WT and Puma KO mice were treated with CPT-11 (200 mg/kg) and analyzed at the indicated times. PUMAi (10 mg/kg) was given once 2 hours before CPT-11 treatment. (A) Green fluorescent protein (GFP) (LGR5) and TUNEL immunofluorescence staining in intestinal crypts. Scale bar, 50 μm. Arrow indicates double positive cell. (B) Quantitation of GFP/TUNEL–double-positive cells per GFP-positive crypt from (A). (C) Immunofluorescence staining for CD166 in the intestinal crypts. Scale bar, 50 μm. (D) Quantitation of CD166 cells in the +4 to 9 region in crypts. (E) Indicated mRNAs were analyzed by quantitative reverse transcription polymerase chain reaction (qRT-PCR). Complementary DNAs (cDNAs) were synthesized from RNA pooled from three mice. Values were normalized to Gapdh expression and expressed relative to each gene’s own 0-hour control. (F) 53BP1 immunofluorescence staining in intestinal crypts. Scale bar, 50 μm. (G) Quantitation of 53BP1⁺ crypt cells at 6 and 48 hours after single CPT-11 treatment or #120 hours with three daily doses of CPT-11 (215 mg/kg per day) as in Fig. 2E. In (C) and (F), arrows indicate CBCs, and asterisks indicate +4 to 9 cells. In (A), (C), and (F), DAPI was used to stain the nuclei. In (B), (E), and (G), values are means + SEM; n = 3 mice per group. *P < 0.05, **P < 0.01, and ***P < 0.001 [one-way analysis of variance (ANOVA) with Tukey post hoc test performed separately for each time point]. In (D), values are means + SEM; n = 3 mice per group. **P < 0.01 (two-tailed Student’s t test).

Fig. 6. Targeting PUMA prevents LGR5⁺ stem cell exhaustion after repeated CPT-11 exposure

WT and Puma KO mice carrying the Lgr5-EGFP-IRES-creER^T2 marking allele were treated with CPT-11 and PUMAi over 2 weeks as in Fig. 5 and analyzed for intestinal phenotypes. (A) GFP (LGR5) immunofluorescence in intestinal crypts. Arrows indicate LGR5⁺ (GFP) crypts. Scale bar, 100 μm. (B) Quantitation of intestinal crypts containing at least one GFP⁺ (LGR5⁺) cell. (C) Top: Olfm4 RNA ISH in intestinal crypts. Scale bar, 50 μm. Asterisks indicate Olfm4⁺ crypt cells. Bottom: Percentage of crypts containing at least one Olfm4⁺ cell. (D) MMP7 immunofluorescence in intestinal crypts. Scale bar, 100 μm. (E) Quantitation of MMP7⁺ crypt cells at the crypt base (CBC region). (F) Top: GFP (LGR5) and MMP7 immunofluorescence in intestinal crypts. Scale bar, 20 μm. Asterisks indicate LGR5⁺/MMP7⁺ cell pairs. Bottom: Quantitation of LGR5⁺/MMP7⁺ cell pairs per crypt. In (A), (D), and (F), DAPI was used to stain nuclei. In (B), (C), (E), and (F), values are means + SEM; n = 3 mice. *P < 0.05, **P < 0.01, and ***P < 0.001 (one-way ANOVA with Tukey post hoc test).

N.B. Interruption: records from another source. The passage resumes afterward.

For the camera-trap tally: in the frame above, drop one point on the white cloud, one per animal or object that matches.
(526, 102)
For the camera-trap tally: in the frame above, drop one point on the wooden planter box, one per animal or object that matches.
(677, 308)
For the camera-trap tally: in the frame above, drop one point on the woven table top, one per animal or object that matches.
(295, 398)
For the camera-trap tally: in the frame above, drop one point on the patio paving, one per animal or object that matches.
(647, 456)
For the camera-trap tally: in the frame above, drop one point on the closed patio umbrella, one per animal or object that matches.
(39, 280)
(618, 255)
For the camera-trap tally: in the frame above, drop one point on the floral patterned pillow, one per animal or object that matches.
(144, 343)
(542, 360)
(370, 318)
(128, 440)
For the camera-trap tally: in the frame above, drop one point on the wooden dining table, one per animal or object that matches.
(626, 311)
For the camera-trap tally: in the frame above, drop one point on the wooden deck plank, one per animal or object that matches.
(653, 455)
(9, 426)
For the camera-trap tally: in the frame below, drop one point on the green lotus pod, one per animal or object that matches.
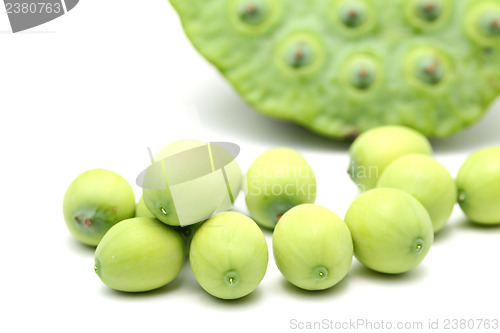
(341, 67)
(478, 183)
(375, 149)
(139, 254)
(229, 255)
(95, 201)
(428, 181)
(392, 232)
(312, 247)
(276, 181)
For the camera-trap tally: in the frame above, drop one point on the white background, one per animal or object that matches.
(98, 86)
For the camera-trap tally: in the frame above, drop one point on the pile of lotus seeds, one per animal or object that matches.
(406, 197)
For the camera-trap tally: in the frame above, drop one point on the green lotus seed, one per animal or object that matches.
(276, 181)
(312, 247)
(478, 183)
(374, 150)
(253, 11)
(483, 23)
(429, 10)
(254, 16)
(391, 230)
(183, 187)
(428, 181)
(139, 254)
(229, 255)
(362, 73)
(490, 23)
(300, 53)
(95, 201)
(353, 13)
(141, 210)
(353, 17)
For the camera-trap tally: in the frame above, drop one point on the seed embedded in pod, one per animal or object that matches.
(300, 53)
(253, 12)
(429, 10)
(254, 17)
(482, 23)
(362, 73)
(352, 13)
(490, 23)
(429, 69)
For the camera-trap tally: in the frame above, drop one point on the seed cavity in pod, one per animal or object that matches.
(353, 13)
(362, 73)
(254, 16)
(428, 14)
(429, 10)
(253, 12)
(300, 53)
(490, 24)
(429, 69)
(482, 23)
(353, 17)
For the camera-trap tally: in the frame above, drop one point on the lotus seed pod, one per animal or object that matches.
(428, 181)
(189, 181)
(433, 64)
(276, 181)
(139, 254)
(95, 201)
(312, 247)
(391, 230)
(478, 183)
(374, 150)
(229, 255)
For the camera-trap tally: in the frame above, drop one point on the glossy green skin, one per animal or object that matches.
(375, 149)
(428, 181)
(312, 247)
(195, 200)
(276, 181)
(139, 254)
(478, 183)
(95, 201)
(186, 232)
(229, 255)
(319, 94)
(391, 230)
(141, 210)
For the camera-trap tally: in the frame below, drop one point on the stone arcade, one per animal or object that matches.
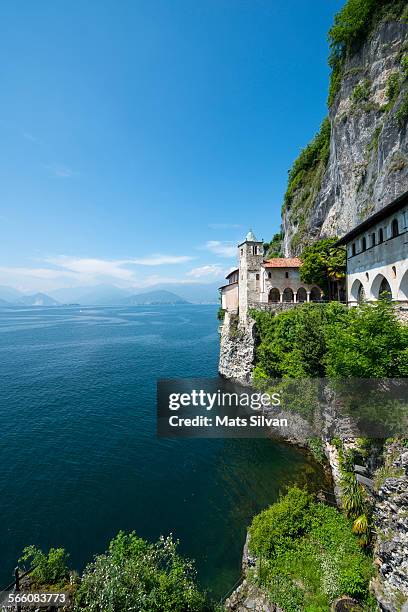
(272, 284)
(377, 250)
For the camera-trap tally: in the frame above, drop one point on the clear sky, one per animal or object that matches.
(142, 138)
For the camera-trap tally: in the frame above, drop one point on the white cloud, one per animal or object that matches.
(221, 248)
(214, 271)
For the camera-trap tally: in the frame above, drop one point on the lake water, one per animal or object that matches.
(79, 456)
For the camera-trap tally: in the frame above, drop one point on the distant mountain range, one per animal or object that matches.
(15, 298)
(154, 297)
(104, 295)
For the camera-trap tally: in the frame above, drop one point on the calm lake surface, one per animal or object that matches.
(79, 457)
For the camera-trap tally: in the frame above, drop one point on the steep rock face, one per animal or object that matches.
(237, 350)
(368, 160)
(391, 523)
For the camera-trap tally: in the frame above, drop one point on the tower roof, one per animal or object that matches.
(250, 237)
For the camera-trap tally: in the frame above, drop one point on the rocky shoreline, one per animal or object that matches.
(390, 502)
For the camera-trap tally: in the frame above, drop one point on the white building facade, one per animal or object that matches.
(264, 284)
(377, 250)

Fig. 7. PUMAi protects mouse and human colonic culture against CPT-induced damage

(A) Representative images of mouse colonic organoids 6 days after CPT treatment. Organoids were treated with vehicle control (CT) or 500 nM CPT (day 1) for 24 hours with or without 50 μM PUMAi and monitored for growth until day 7. Scale bar, 500 μm. (B) Quantitation of organoids 100 μm or greater in diameter per field from (A). (C) Western blots for active (cleaved) caspase-3 (Casp3) from organoids 24 hours after CPT treatment. (D) Indicated mouse mRNAs were analyzed by qRT-PCR 24 hours after CPT treatment. NS, not significant. (E) Representative images of human colonic organoids treated as in (A). Scale bar, 500 μm. (F) Quantitation of organoids 100 μm or greater in diameter per field from (E). (G) Western blots for active (cleaved) caspase-3 from human organoids 24 hours after CPT treatment. (H) Indicated human mRNAs analyzed 24 hours after CPT treatment. In (C) and (G), lysates were prepared from three wells. Actin was used as a control for protein loading. In (D) and (H), cDNAs were synthesized from RNA pooled from three cultured wells. Values were normalized to Gapdh and expressed relative to vehicle controls. In (B), (D), (F), and (H), values are means + SEM. *P < 0.05, **P < 0.01, and ***P < 0.001 (one-way ANOVA with Tukey post hoc test).